Extreme temps might have health benefits

A growing body of research is beginning to suggest that exposing our bodies to extreme temperatures comes with health benefits, and that spending more time in room-temperature homes and offices could be far less advantageous for long-term health and wellness.

First, new research shows that frequenting hot saunas was associated with a 60 percent reduction in stroke risk. The study, published in the journal Neurology, found that middle-aged and elderly Finnish men and women who took four to seven hot sauna bathing sessions a week had a substantially lower risk of stroke than those taking only one a week. The study comes on the heels of similar research on the inflammation-reducing, metabolism stoking effects of hot baths.

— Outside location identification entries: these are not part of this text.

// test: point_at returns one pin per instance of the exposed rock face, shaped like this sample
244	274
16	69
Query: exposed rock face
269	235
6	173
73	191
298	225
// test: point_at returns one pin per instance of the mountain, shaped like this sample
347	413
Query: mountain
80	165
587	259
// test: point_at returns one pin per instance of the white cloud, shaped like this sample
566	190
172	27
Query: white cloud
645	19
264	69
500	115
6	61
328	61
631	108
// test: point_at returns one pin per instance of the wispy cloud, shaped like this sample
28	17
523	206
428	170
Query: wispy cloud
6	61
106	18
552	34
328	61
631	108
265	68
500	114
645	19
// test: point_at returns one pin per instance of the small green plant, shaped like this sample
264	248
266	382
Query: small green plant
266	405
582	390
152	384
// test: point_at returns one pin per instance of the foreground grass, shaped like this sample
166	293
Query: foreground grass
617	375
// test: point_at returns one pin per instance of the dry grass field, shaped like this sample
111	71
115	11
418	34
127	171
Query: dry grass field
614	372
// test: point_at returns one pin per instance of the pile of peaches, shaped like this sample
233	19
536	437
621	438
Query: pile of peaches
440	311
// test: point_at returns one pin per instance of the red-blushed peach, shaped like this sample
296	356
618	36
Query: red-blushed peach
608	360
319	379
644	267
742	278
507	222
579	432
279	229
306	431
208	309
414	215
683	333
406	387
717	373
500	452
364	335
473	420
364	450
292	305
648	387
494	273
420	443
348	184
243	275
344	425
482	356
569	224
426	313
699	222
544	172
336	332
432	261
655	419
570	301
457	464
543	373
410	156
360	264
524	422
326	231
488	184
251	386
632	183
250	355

Moreover, separate research shows that cold stimulates the release of fat-burning hormones, known as lipokines, in brown fat that are also stimulated by exercise. That kind of research has even prompted a new cool exercise concept to open in New York. So, there’s more evidence that your environment, as well as your effort, helps determine your results with exercise.

Fit dad, smart baby?

New research shows that exercise changes the brains and sperm of male animals in ways that later affect the thinking skills of their progeny.

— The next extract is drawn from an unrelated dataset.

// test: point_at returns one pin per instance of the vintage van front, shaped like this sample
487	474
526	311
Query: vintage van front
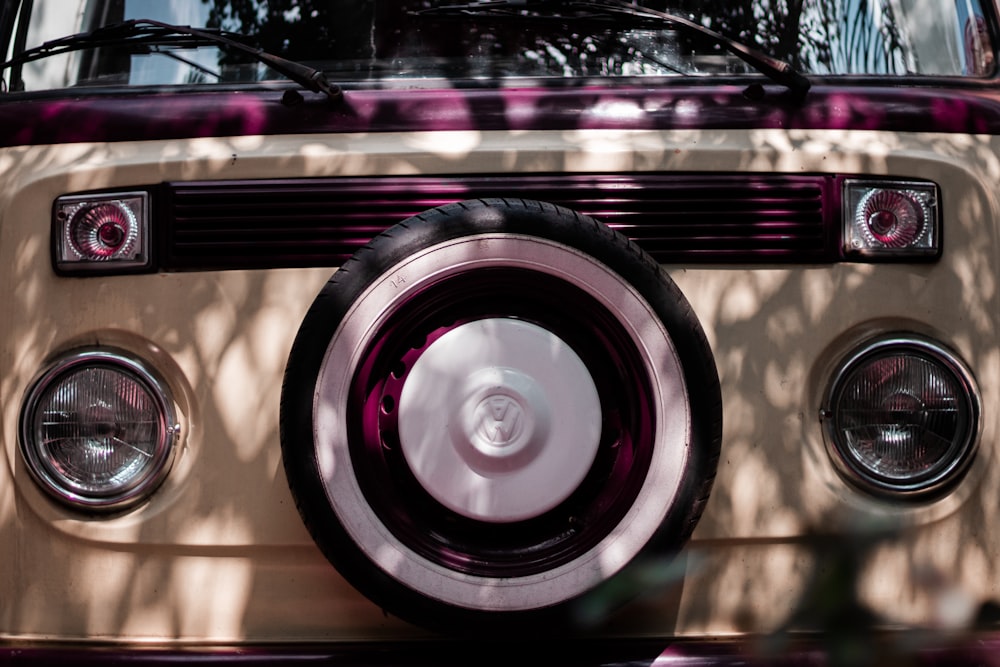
337	327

The study, conducted with mice, indicates that some of the brain-boosting effects of regular exercise shown in both mice and men—including gains in memory, learning and sharper thinking—may be passed along to their offspring.

Mice that had exercised with running wheels and games for 10 weeks after being sedentary and then mated with female couch potatoes showed stronger neuronal connections in the hippocampus than the brains of babies born to completely sedentary fathers. Furthermore, they learned a bit faster and remembered better than the mice from inactive parents. The changes stemmed from molecular changes, including a spike in microRNA in the running mice’s sperm. The beneficial effects among offspring ended when the running did.

Eggs are not the enemy

For those with risk factors for heart disease, eating eggs has been fraught with conflict and confusion. On the one hand, we’re told they’re chock full of protein and a good source of vitamins D, A and B12. But many nutritionists continue to advise skipping the cholesterol-laden yolks or limiting them.

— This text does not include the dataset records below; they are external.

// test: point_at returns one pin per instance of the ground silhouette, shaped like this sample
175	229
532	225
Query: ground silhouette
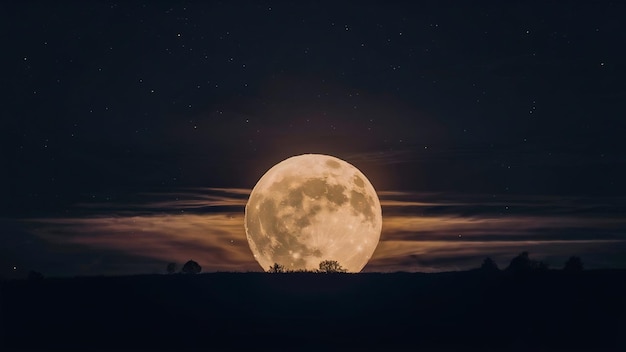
472	310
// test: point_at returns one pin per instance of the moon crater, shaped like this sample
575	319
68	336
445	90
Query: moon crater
310	208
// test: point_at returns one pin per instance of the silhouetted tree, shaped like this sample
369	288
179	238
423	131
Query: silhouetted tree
520	264
171	268
191	267
276	268
330	267
35	276
489	265
573	265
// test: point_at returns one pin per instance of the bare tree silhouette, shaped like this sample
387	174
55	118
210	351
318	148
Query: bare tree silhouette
276	268
191	267
330	267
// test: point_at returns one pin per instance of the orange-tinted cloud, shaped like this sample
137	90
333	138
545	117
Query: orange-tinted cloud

Well, good news for those craving a good runny fried egg: New research from the University of Sydney shows that eating up to 12 eggs per week for a year—yolks and all—didn’t increase the risk of cardiovascular disease among patients on a weight-loss program with pre-diabetes and Type 2 diabetes.

After following two groups for a year—one group had fewer than two eggs a week and the other had high egg consumption (up to 12 eggs each week)—there were no adverse changes in cardiovascular risk factors in either group, and both achieved equivalent weight loss regardless of their egg consumption.

“…Our research shows that people do not have to hold back from eating eggs if this is part of a healthy diet,” says lead researcher Nick Fuller, which includes healthy fats such as avocado and olive oil. So, bring on the Southwest omelet, just subtract the butter.